Bahşettikleri statü ne? Emir eri. Onlar emredecek, diğerleri de ne emredilirse onu yerine getirecek. Neden, niçin deme hakları ebediyen sürgünde. Özgürlük görünümlü kölelik. Finalde olacakların en kısa, en kestirme tanımı bu.
Değer mi? Elbette hayır. Ama hırs, gözü görmez, kulağı işitmez, aklı idrak etmez hale getiren hırs. Değişir mi? Elbette. Ancak mahrumiyetlerin sökün edip üzerine üşüştüğünü gördüğünde, bildiğinde, yaşadığında. Böyle bir duruma düçar olmaları kesinlikle istenmez, istenmemeli. Fakat, zaruret hasıl olunca kaçınılmaz akıbet bu olur. Hayr-ı kesir için şerr-i kalil işlenilir. Kangren olmuş parmak, eli kurtarmak için kesilir.

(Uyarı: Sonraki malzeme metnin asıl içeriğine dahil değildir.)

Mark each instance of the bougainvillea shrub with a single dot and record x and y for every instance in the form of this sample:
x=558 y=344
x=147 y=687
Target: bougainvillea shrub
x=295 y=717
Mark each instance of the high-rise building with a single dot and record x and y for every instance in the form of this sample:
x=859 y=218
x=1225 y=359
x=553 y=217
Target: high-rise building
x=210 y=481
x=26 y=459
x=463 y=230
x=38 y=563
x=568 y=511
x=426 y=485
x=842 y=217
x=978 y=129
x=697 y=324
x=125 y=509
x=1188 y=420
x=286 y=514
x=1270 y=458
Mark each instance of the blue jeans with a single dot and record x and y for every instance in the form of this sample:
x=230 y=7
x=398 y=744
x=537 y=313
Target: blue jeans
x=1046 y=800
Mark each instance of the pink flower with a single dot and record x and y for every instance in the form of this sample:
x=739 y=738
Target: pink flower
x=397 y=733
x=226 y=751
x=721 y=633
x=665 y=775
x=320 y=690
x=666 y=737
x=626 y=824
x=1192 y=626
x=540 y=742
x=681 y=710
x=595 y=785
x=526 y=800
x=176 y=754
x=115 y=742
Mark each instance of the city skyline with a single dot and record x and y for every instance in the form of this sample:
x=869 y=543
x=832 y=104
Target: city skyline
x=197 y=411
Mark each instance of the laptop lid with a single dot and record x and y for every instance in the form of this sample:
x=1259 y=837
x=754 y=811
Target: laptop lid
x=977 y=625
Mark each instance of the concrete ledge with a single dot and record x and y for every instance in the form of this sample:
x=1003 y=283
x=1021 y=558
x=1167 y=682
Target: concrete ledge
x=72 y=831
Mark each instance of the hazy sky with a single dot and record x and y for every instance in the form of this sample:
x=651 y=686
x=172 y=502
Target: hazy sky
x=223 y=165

FETÖ, PKK ve diğer terör örgütleri marifetiyle gerçekleştirilmek istenen iç kuşatmayı, Cenab-ı Hakk’ın lütuf ve ihsanıyla çoğunluğu itibarıyla savmış bulunuyoruz. FETÖ elemanlarının, millet vicdanında mahkûm olmaları yanında bir de şimdi hukuk karşısındaki yargılanmaları bir bir tamamlanıyor ve her bir vatan haini müstahak olduğu cezayı alıyor. İdam cezası kaldırıldığı için, elbette müstahak oldukları cezaları tam anlamıyla aldıkları söylenemez. Şimdilik başka çare de yok gibi, mevcutla yetinmek zorundayız.
Yüzlerine okunan cezalar sonrası sergiledikleri moral gösterili hareketler, vurdum duymaz tavırlar örgütsel uyarılara uyumun son resmi geçitleri. Yakında, hem düşünce hem de pratikte nasıl süklüm büklüm olacaklarını göreceğiz. Şimdiye kadar düşünmeye hiç fırsatları olmadı, hep emredilenleri yaptılar. Bundan böyle dört duvar arasında düşünmeye de bol bol vakitleri olacak. Düşündükçe de bütün benlikleriyle yaptıkları büyük ihanetin altında ezim ezim ezilecekler. Ne ki, nedametten, pişmanlıktan başka vicdanlarını rahatlatacak bir mazeret de bulamayacaklar.